News has emerged that the Italian government is considering holding a great national sale of its islands, palaces and beaches in an attempt to reduce its spiralling national debt.
With an estimated combined value of more than 3 billion GBP, the sale of approximately 9,000 assets will barely contribute towards alleviating the country's growing deficit - which stands at 1.18 trillion GBP.
The idea has been mooted by Italy's Northern League party, who form part of the ruling coalition government.
A spokesman for the Agenzia del Demanio, the agency responsible for looking after 'national treasures', told the Daily Mail: "The complete list is still being drawn up but a provisional one has been made available to regional and local councils. The full list will be posted online at the end of July.
"Ultimately it will be up to the regional authority what they decide to do but selling off the asset would obviously go some way to reducing national and local debts."
Meanwhile, the latest figures relating to the Italian property market suggest that there is still some way to go before it enters full recovery.

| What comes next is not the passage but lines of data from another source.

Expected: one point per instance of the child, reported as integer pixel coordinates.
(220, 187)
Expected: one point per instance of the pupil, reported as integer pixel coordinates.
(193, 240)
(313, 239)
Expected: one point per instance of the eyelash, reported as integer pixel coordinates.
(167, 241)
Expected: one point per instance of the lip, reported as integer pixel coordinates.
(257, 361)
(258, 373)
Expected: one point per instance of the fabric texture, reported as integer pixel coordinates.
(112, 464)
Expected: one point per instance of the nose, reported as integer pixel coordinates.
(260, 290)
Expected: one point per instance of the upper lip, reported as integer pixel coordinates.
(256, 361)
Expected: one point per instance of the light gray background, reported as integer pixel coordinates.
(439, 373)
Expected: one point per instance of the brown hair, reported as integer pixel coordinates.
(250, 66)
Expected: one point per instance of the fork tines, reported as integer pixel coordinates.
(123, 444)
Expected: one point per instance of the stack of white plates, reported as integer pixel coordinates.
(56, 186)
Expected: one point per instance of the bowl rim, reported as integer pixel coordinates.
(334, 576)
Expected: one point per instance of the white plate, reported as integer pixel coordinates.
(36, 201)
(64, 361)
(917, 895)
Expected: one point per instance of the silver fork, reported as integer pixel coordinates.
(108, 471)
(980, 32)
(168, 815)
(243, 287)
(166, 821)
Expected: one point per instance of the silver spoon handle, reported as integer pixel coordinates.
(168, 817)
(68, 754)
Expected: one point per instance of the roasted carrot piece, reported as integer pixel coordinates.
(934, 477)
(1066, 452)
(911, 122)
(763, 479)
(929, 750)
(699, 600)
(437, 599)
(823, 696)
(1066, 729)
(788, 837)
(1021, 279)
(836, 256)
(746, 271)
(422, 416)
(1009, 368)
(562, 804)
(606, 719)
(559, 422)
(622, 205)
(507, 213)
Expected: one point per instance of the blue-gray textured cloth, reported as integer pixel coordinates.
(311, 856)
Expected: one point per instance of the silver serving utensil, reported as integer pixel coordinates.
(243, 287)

Prices remain at a level well below that seen pre-crisis and values are not expected to rise again until the end of next year.
Indeed, according to the research carried out by research institute Nomisma, the number of residential properties sold in the first half of 2010 was 30 per cent lower than before the financial crisis began in 2008.

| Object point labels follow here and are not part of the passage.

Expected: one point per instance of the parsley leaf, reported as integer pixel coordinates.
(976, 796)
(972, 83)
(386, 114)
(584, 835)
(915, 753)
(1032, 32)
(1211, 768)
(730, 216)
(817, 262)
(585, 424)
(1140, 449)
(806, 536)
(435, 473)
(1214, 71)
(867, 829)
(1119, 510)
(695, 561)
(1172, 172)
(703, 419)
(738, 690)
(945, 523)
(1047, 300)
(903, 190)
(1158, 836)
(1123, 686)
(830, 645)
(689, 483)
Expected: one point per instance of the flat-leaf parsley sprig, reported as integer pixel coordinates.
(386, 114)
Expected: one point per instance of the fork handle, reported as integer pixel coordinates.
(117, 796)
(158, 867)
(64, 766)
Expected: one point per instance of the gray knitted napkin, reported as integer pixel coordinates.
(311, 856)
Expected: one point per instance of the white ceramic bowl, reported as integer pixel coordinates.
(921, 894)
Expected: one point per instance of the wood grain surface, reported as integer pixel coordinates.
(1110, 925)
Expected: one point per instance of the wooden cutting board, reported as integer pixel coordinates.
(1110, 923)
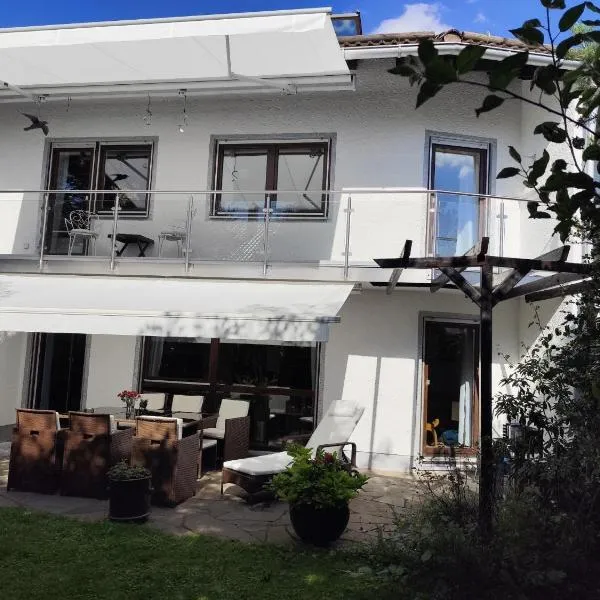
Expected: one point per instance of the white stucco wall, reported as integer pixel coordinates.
(12, 366)
(379, 143)
(111, 365)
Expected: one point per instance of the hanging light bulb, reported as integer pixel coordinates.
(148, 115)
(183, 121)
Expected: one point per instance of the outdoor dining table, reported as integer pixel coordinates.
(126, 239)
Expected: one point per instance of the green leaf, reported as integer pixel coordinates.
(468, 58)
(427, 51)
(529, 35)
(514, 154)
(508, 172)
(551, 131)
(571, 42)
(591, 153)
(427, 91)
(489, 103)
(571, 16)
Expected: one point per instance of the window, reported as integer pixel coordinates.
(450, 386)
(301, 169)
(279, 380)
(458, 218)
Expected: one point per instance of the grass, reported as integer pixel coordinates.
(54, 557)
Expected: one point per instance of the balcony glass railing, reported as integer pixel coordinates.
(343, 229)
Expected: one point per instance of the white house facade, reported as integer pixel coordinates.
(250, 169)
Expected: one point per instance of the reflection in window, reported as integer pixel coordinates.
(458, 217)
(123, 169)
(299, 170)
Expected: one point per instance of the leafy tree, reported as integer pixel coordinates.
(563, 188)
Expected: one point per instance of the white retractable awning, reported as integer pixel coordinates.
(244, 310)
(215, 51)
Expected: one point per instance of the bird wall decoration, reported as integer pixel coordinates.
(36, 123)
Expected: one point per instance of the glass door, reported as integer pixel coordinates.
(71, 170)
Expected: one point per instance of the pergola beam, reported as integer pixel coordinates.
(395, 277)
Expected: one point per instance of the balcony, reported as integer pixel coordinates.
(185, 233)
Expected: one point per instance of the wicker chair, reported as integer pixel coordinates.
(92, 446)
(34, 464)
(174, 460)
(231, 428)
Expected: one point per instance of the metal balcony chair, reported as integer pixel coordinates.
(79, 224)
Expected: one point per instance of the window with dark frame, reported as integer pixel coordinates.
(300, 170)
(123, 168)
(279, 380)
(458, 219)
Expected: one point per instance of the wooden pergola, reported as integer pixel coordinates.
(567, 278)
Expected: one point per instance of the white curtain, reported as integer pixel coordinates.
(465, 405)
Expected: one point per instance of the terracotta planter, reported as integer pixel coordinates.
(129, 499)
(319, 526)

And in the first six months of the year prices fell 1.8 per cent compared to the previous period.
"Abroad, the market recovery has been felt for some months now, with investments resuming and prices picking up. The Italian market still appears to be far from a firm recovery in terms of both prices and sales," the Nomisma report says.
Italian business and consumer confidence fell in June as households grew more pessimistic amid the highest jobless rate in almost six years. Nomisma said the decline in confidence had ended a temporary pickup in late 2009, curbing the real estate market's rebound.

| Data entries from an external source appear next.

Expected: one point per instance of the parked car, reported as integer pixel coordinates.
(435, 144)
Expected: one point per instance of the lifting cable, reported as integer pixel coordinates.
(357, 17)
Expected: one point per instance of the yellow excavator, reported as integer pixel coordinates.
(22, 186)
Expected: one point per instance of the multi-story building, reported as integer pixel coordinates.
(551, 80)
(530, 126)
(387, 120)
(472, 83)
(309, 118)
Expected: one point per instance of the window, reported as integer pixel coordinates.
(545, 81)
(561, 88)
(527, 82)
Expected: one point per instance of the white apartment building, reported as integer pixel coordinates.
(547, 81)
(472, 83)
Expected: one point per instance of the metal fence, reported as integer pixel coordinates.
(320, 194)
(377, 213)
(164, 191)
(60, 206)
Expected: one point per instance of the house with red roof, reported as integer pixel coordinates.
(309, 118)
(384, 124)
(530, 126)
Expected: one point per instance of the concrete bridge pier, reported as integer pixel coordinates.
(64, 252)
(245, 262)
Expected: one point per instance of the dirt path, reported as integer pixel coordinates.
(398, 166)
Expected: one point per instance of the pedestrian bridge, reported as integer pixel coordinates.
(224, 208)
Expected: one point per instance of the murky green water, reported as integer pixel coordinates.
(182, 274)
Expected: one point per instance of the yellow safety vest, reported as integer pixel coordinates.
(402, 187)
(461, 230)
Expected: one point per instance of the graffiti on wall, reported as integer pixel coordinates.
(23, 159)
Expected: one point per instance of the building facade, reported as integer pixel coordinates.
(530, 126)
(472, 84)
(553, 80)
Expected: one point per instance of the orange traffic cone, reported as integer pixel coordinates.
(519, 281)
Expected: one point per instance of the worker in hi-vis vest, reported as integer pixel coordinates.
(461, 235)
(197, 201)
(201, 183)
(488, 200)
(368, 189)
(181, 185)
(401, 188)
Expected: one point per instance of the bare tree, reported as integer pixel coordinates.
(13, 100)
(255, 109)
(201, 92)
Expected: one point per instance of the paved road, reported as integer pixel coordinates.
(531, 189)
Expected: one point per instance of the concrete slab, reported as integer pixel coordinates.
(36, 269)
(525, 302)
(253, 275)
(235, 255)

The decision to sell comes days after cash strapped Greece considered selling off state-owned assets to reduce debt.
Last month, the French government announced plans to sell off 1,700 state properties in a bid to cut the country's heavy debts.
The sale is to include castles and mansions which are regarded as "useless and unadapted".
What This Means for Property Investors
Wealthy property investors and developers are sure to be following the progress of the plans, with the sale potentially offering them some fantastic opportunities to get hold of prime real estate and land at a reduced cost
Indeed, if recent global market predictions are to be believed, there is the potential for investors to realise some capital appreciation on any property which they purchase.
The latest results from the Worldwide Property Group real estate confidence tracker found that the majority of individuals questioned believe property to be the best form of investment currently available
, with 75 per cent choosing it as their primary vehicle for building wealth.
Meanwhile, it has also been suggested that the decision to sell core assets could go some way to inspiring further confidence among investors.
Following the EU bailout measures, many individuals have been wary about looking at property in European destinations, with fears that any default on payments would spark another crisis.
However, commenting on the decision of the Greek government to consider selling its assets, Gary Jenkins, a credit analyst at Evolution Securities, told the Guardian: "It's a shame if it has come to this but it does at least demonstrate that Greece is prepared to take all actions necessary to try and meet its obligations."
One island which is expected to be sold by the county's government is Mykonos.
It is likely to go to a real estate investor who can not only afford the price of the sale itself but who is also willing and able to invest cash into developing a new luxury tourist complex on the island.